Oscar privilegia dramas tradicionais em meio a diversidade estrangeira

A 98ª edição do Oscar ilustra a resistência da Academia em reconhecer ousadias estrangeiras fora da categoria internacional

Oscar privilegia dramas tradicionais em meio a diversidade estrangeira
Cerimônia da 98ª edição do Oscar destacou produções estrangeiras na categoria internacional

O Oscar privilegia dramas tradicionais ao premiar filme norueguês sentimental, limitando ousadias estrangeiras em categorias principais.

Oscar privilegia dramas tradicionais em cerimônia com diversidade estrangeira

A 98ª edição do Oscar, realizada em 15 de março, evidenciou que o Oscar privilegia dramas tradicionais, mesmo diante de uma safra diversificada de produções estrangeiras. A Academia de Artes e Ciências Cinematográficas de Hollywood concedeu o prêmio de melhor filme internacional ao norueguês “Valor Sentimental”, um drama familiar que se aproxima do cinema americano em estilo e elenco, confirmando a preferência por narrativas de forte apelo sentimental.

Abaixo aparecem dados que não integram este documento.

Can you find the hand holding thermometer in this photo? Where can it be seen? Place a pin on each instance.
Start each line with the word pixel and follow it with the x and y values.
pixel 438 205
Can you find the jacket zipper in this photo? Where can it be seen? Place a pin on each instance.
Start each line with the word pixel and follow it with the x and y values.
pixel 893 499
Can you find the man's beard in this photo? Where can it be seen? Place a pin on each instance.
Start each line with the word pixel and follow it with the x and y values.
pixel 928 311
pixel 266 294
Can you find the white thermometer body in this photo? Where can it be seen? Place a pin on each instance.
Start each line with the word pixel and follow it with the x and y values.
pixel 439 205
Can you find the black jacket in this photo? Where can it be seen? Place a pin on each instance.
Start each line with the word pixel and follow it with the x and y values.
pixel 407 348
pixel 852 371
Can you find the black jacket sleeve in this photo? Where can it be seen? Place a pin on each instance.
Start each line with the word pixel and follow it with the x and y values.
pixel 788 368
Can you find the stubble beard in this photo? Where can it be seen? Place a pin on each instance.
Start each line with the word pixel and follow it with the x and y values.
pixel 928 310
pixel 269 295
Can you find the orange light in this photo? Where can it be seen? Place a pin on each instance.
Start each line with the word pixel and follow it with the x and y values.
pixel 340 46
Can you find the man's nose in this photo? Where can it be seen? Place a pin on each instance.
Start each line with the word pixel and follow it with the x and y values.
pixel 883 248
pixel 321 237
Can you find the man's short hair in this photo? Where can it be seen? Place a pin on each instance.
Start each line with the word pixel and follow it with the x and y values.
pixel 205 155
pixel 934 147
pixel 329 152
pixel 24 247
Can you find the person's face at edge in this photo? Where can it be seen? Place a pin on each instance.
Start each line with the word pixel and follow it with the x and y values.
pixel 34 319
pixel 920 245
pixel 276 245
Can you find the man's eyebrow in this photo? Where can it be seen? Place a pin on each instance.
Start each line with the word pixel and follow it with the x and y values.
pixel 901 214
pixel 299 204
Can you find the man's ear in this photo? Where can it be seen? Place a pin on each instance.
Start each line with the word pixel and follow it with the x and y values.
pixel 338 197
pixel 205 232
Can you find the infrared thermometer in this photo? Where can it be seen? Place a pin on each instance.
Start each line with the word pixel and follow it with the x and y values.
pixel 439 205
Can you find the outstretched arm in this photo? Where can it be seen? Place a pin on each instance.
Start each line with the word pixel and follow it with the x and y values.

Joachim Trier, diretor do longa vencedor, viu seu trabalho ser celebrado em uma categoria que concentra as produções estrangeiras, mas que, paradoxalmente, limita a ousadia e a inovação que outras obras apresentaram nesta edição. Essa escolha reforça a tendência da Academia de evitar experimentações e gêneros híbridos em sua premiação mais prestigiada.

A resistência da Academia contra ousadias cinematográficas internacionais

Apesar de várias indicações a filmes de diferentes países, o Oscar manteve uma postura conservadora ao premiar principalmente obras que se encaixam nos moldes tradicionais do drama e da narrativa histórica. A produção brasileira “O Agente Secreto”, que mescla thriller, fantasia e elementos hollywoodianos como o noir e o buddy cop, não obteve vitórias, assim como “Foi Apenas um Acidente”, uma comédia política que fugia dos padrões.

A Academia parece limitar o reconhecimento estrangeiro a obras que dialogam diretamente com o cinema americano tradicional, enquanto produções que exploram gêneros diversificados ou abordagens críticas e inovadoras acabam marginalizadas. A indicação de “Pecadores” 16 vezes e a vitória de uma atriz em filme de terror mostraram ousadias em outras categorias, mas não na principal destinada aos filmes estrangeiros.

Impacto na diversidade cultural e nas narrativas internacionais no Oscar

A festa do cinema mundial poderia ser uma vitrine para a pluralidade cultural e artística, porém o Oscar privilegia o sentimentalismo e a história, restringindo a representatividade de diferentes estilos e temas. Filmes como o chileno “O Olhar Misterioso do Flamingo” e o sul-coreano “A Única Saída” foram excluídos das categorias principais, mesmo apresentando propostas originais e gêneros inovadores.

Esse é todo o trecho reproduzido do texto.